Dopo gli anni alle spalle di Bill, Hillary si è lanciata nella sua carriera politica. Senatrice per lo stato di New York nel 2000, è stata rieletta nel 2006. Da deputata ha appoggiato sia la missione in Afghanistan nel 2001 che quella in Iraq nel 2003. Nel 2008 ha partecipato alle primarie democratiche per scegliere il candidato presidente, perdendo contro Barack Obama, al termine di una campagna elettorale estremamente combattuta. Proprio il primo presidente afroamericano della storia l’ha nominata subito Segretario di Stato, per tenersela vicina e non inimicarsela ulteriormente, oltre che per sfruttare le sue competenze e la sua esperienza.  Nel 2012, scaduto il suo mandato, Hillary si è dichiarata disinteressata a ricoprire per altri quattro anni la carica, che è finita in mano a John Kerry. Era già evidentemente proiettata verso il 2016.
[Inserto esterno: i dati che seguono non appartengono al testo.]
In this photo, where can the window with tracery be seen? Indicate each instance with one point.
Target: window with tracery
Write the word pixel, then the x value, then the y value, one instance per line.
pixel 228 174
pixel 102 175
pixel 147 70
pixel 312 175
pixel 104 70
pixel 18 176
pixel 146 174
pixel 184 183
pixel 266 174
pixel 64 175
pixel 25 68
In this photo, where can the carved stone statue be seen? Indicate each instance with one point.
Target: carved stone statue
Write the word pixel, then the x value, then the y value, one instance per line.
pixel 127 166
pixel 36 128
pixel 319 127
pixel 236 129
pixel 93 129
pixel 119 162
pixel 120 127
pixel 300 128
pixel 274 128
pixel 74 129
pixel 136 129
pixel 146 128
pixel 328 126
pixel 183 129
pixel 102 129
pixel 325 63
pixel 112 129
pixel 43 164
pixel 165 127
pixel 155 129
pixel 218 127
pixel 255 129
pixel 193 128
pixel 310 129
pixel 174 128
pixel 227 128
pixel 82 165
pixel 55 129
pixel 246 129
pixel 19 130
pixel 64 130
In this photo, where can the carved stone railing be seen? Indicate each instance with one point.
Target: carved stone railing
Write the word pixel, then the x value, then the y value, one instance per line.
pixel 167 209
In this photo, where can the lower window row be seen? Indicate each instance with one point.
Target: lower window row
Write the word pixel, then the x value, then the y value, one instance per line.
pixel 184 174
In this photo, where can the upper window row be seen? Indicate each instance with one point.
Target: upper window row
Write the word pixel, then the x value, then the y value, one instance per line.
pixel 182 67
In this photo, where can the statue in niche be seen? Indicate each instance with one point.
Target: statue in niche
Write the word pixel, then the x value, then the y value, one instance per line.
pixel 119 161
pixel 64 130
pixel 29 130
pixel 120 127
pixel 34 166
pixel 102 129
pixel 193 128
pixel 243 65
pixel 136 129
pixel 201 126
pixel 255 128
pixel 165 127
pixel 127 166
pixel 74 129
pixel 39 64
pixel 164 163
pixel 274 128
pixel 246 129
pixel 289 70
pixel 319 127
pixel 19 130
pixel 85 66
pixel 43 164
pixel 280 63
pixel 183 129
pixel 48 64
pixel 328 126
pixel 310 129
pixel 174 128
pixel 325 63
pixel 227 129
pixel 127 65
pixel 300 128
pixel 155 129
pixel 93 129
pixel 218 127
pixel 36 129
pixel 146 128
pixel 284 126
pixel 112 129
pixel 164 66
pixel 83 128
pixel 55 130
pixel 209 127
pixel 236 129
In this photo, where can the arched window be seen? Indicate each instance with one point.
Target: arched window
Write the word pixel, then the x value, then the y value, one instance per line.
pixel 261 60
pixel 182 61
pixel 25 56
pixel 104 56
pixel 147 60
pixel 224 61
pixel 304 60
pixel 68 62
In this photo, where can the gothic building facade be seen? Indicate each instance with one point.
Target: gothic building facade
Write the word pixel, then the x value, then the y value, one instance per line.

Nella lotta interna al partito democratico la Clinton dovrebbe avere gioco facile per assenza di altri avversari di spessore. Elizabeth Warren, senatrice per il Massachusetts, esponente dell’area più liberal del partito e accreditata come unica potenziale minaccia nella competizione, ha più volte ribadito la sua intenzione di non voler correre. Tuttavia le cose potranno farsi più dure quando la posta in palio sarà la poltrona dello Studio Ovale.

In questi giorni si sta consumando lo scandalo delle email, nel quale si è venuto a sapere che Hillary utilizzava il suo account personale invece che quello ufficiale negli anni da Segretario di Stato (pratica concessa ma abbastanza inusuale), evitando l’archiviazione di molte conversazioni. La sua giustificazione ha lasciato a dir poco perplessa l’opinione pubblica statunitense. Viene quindi spontanea una considerazione:  se i Repubblicani impostassero la campagna elettorale sulla questione della trasparenza, magari presentando un candidato giovane ed estraneo ai giochi di potere di regola nella capitale, come riuscirebbe la moglie di Bill a convincere gli americani, stanchi di una politica lontana dalla gente comune, a votarla?  A quel punto il castello di carte (la “House of Cards” per dirla in inglese), costruito tanto faticosamente dalla Clinton negli ultimi vent’anni  e più, rischierebbe davvero di crollare nel giro di pochi mesi.